Hungary’s GDP Growth Tops Europe: The Keys to Its Success
Péter Cseresnyés 2019.05.17.
Hungary’s first-quarter GDP grew by 5.3% annually, beating market estimates. This is the country’s second highest growth since 1996 as it was higher by a small margin last year. While the real GDP growth rate falls behind these numbers, it’s still considered one of the highest growths in Hungary and Europe in the past decade. Although this increase is exceptional, economic experts foresee a decrease later this year.
The Hungarian GDP (first estimate) grew by 5.3% in the first quarter of the year on an annual basis for raw data, according to the Central Statistical Office (KSH). Seasonal and calendar adjusted data show a 5.2% increase in the first three months of the year, beating market expectations of 5.1%. This means that the current growth is one of the highest yet.
Behind the numbers
As economic news site Portfolio points out, the Hungarian economy has three major strengths:
Household consumption is supported by rapid wage increase and employment growth.
Investments are supported by private demand, as well as EU funding which is at its max.

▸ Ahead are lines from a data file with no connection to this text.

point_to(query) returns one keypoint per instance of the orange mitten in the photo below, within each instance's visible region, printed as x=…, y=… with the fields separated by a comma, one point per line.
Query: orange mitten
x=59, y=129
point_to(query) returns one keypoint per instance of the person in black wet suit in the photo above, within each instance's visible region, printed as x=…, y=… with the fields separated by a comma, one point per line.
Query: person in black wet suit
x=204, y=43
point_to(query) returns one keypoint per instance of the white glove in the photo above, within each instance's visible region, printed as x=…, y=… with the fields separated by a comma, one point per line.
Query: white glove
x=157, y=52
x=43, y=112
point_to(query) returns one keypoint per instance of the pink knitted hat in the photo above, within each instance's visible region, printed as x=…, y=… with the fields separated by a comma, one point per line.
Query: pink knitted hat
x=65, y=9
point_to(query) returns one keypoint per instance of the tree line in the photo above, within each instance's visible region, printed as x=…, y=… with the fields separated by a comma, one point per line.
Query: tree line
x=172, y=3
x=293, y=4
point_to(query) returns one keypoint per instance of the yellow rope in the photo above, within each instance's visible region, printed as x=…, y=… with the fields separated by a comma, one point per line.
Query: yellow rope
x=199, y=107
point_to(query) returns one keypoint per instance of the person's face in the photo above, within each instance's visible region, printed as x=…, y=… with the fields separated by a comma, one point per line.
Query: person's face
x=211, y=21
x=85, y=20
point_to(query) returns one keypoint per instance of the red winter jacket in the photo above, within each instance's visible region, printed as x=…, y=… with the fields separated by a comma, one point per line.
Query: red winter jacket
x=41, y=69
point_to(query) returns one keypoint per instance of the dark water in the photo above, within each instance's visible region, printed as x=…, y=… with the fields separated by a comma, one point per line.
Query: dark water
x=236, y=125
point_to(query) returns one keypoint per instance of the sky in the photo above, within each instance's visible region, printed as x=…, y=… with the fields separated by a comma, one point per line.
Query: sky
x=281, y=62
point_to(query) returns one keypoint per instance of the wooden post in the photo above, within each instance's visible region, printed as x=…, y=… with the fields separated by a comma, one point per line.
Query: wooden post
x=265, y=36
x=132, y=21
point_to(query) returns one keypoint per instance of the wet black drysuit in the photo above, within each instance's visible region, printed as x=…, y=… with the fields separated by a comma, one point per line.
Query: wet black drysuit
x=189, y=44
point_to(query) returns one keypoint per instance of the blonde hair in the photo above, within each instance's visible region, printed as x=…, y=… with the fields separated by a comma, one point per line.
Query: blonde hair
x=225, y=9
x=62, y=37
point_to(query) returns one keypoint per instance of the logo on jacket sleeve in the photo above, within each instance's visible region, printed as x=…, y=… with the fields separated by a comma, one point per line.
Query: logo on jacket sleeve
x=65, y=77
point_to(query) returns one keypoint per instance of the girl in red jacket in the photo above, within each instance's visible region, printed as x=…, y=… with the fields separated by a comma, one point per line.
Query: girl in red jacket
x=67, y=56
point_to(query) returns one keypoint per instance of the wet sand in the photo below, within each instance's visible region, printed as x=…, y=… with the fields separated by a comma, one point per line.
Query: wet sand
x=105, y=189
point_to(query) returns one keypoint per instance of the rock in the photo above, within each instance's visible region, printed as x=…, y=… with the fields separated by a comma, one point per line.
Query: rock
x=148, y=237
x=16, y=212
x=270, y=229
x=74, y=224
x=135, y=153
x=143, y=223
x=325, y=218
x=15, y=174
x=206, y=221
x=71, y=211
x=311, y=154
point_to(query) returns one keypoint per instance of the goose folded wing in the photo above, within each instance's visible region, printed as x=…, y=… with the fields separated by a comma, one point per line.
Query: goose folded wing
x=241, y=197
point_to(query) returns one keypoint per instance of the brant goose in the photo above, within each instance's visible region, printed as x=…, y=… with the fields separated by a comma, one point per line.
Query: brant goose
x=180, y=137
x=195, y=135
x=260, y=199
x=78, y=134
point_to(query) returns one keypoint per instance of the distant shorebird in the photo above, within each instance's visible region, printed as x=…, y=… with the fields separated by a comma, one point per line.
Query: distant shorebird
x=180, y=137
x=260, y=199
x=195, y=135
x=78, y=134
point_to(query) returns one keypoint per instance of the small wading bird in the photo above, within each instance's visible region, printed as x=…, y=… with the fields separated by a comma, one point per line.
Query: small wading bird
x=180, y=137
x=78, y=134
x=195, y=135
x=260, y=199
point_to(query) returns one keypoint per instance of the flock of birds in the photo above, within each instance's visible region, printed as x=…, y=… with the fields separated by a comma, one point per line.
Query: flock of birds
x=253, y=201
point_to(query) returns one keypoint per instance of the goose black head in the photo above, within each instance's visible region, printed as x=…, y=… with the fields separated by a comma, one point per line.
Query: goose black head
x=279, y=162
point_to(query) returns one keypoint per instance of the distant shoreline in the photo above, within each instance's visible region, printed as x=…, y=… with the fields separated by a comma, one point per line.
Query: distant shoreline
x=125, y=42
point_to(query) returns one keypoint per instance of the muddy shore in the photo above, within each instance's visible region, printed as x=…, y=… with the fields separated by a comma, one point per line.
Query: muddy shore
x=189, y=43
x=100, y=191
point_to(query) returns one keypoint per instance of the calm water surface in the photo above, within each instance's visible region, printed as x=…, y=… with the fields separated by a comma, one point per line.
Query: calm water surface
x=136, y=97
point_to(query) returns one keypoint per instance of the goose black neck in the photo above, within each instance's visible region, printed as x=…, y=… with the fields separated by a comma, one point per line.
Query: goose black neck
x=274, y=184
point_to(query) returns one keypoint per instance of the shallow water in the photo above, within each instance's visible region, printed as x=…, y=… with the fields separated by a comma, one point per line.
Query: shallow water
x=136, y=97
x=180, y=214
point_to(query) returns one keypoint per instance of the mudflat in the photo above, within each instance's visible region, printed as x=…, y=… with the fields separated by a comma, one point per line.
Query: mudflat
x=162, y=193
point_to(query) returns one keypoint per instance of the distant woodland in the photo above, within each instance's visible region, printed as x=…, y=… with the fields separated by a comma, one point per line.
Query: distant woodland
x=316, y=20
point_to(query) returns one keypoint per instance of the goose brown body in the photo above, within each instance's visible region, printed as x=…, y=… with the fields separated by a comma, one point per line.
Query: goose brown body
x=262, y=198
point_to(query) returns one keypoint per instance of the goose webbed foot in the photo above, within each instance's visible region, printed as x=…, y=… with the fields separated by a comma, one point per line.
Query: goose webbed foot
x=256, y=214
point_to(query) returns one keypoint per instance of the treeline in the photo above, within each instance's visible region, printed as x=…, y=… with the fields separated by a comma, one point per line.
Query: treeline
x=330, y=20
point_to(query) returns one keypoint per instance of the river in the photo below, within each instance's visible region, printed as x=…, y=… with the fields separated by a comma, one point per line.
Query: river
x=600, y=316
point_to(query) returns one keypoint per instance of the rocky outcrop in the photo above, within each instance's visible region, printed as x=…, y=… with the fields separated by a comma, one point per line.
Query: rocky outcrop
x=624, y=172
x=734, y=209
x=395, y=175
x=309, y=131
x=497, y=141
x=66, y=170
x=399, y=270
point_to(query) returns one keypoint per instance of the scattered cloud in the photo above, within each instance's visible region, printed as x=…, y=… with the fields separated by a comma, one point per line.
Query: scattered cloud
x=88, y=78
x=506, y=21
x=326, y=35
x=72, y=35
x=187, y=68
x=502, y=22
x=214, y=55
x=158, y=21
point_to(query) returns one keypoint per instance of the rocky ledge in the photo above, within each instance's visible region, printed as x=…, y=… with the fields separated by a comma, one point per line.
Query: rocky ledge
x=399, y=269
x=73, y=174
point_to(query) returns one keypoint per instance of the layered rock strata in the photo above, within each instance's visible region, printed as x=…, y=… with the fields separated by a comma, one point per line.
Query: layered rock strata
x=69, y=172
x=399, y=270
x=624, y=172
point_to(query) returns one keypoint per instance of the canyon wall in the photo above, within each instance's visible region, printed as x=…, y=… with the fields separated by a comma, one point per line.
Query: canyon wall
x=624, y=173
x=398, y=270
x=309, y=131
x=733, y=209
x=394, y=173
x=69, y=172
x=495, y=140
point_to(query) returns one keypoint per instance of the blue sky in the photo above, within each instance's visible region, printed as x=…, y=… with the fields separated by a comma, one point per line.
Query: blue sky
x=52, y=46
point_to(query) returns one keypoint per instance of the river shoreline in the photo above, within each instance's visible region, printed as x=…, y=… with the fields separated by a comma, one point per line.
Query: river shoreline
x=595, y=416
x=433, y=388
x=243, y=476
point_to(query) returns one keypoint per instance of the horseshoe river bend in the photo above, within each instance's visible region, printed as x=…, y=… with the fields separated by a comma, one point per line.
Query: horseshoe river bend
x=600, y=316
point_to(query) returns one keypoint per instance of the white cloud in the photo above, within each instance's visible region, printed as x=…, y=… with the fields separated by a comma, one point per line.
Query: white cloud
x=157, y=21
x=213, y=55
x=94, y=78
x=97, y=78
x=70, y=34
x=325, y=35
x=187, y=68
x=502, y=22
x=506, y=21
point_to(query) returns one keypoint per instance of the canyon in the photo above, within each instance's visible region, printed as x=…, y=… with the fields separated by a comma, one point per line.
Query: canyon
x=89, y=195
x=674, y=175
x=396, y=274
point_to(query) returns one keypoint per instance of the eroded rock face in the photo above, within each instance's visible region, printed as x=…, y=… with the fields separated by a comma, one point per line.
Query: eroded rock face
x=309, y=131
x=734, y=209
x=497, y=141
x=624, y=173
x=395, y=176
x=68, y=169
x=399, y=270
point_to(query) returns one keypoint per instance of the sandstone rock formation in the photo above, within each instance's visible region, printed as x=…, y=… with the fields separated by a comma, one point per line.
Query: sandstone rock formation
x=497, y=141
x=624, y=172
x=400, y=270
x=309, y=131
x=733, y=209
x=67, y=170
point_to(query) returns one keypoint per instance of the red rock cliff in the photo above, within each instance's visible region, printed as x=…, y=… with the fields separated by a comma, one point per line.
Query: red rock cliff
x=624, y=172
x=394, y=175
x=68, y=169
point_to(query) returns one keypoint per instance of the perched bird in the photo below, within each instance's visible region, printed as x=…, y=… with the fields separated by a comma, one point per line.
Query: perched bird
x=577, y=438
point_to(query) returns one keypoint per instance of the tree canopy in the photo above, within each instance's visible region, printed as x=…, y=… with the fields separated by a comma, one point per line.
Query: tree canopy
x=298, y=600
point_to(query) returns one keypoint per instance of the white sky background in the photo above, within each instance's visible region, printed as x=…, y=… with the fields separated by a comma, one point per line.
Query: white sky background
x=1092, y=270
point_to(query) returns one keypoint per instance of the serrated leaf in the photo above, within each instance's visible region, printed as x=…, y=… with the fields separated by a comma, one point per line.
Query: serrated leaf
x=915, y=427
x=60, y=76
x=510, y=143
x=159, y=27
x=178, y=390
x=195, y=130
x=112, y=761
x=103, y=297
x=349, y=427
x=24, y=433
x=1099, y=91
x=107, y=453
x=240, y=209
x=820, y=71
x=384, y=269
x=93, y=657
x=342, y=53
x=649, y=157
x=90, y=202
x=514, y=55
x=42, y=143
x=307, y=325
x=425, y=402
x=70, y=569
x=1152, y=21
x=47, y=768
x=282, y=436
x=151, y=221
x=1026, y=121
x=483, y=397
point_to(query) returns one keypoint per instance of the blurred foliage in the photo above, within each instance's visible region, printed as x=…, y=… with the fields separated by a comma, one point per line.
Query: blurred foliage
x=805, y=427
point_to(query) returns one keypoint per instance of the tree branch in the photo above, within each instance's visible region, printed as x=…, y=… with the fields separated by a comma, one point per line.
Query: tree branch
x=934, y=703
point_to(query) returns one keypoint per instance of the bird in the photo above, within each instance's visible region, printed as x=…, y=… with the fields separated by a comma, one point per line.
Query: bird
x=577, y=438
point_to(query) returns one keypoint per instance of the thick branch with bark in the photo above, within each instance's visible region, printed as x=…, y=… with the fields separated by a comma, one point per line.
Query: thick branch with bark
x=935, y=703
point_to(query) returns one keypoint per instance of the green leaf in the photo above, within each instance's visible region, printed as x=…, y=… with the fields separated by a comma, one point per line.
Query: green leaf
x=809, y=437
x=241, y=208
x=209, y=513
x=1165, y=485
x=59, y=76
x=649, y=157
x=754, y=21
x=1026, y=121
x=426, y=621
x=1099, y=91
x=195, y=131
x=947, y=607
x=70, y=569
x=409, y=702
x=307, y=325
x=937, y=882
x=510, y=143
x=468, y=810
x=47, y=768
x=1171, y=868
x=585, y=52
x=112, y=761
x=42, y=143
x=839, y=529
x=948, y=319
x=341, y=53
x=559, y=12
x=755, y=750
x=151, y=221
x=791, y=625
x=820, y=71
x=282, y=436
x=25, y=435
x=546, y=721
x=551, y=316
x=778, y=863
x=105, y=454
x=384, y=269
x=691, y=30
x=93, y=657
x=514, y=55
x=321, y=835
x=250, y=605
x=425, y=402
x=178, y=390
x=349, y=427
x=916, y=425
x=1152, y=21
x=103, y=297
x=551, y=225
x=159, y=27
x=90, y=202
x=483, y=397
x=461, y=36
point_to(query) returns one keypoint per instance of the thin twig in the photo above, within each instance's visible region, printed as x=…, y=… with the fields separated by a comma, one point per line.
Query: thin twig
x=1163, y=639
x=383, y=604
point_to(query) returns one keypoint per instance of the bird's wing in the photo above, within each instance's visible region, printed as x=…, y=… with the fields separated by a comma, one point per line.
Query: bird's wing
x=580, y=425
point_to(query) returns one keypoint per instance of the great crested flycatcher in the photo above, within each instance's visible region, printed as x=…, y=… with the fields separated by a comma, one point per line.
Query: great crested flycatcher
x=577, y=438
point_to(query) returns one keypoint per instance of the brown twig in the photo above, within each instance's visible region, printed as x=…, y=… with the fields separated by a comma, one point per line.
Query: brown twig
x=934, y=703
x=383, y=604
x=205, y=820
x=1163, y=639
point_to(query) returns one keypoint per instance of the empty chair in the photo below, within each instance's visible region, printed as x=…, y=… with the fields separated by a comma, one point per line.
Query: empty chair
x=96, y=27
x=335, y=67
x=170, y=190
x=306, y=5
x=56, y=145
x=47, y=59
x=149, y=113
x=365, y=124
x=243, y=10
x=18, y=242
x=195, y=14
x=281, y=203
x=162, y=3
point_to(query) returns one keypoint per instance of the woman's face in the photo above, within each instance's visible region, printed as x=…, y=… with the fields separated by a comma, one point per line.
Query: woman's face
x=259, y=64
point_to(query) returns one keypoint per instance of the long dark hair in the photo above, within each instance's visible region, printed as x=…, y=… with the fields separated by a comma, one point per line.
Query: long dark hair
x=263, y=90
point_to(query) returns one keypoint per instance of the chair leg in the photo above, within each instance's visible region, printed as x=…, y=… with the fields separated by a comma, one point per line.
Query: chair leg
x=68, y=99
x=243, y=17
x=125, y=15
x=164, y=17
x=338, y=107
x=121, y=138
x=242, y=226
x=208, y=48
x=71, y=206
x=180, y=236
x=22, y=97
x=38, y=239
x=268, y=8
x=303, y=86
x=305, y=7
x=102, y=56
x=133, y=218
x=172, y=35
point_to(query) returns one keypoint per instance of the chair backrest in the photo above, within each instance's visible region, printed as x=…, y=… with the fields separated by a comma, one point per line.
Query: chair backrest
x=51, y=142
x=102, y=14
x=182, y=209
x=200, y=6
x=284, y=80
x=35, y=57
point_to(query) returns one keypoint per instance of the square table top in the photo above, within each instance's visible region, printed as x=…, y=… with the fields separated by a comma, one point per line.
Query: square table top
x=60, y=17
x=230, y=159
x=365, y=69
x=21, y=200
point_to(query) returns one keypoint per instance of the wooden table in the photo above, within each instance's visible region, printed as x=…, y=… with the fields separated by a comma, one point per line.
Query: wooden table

Companies that have undergone capacity expansion and are producing for export can increase their shares in the external markets.
Economic growth also accelerated in the euro area and the European Union in the first quarter of the year compared to the previous quarter. Of the EU Member States, however, Hungary’s economy grew at the fastest pace quarterly and annually.
According to a recent estimate published by Eurostat, compared with the same quarter of the previous year, seasonally adjusted GDP rose by 1.2% in the eurozone and by 1.5% in the EU in the first quarter of 2019.
Hungary’s economy grew the most from January to March; it increased by 1.5% quarter-on-quarter and 5.2% year-on-year. With an annual GDP growth of 5.1%, Romania is in second. Meanwhile, Poland is third with 4.6%.
It’s important to mention that Eurostat’s country-by-country data set is rather incomplete. The first quarter figures for eight countries (Estonia, Ireland, Greece, Croatia, Luxembourg, Malta, Slovenia and Sweden) are not yet available. The full report will be released on 6 June.
Based on the factors behind the extensive growth of the GDP in Hungary, experts predict a slowdown later this year. This is mainly due to the following: wage increases are already a problem for many companies, labor reserves are falling, EU funds have been virtually allotted and the external environment has worsened since mid-2018.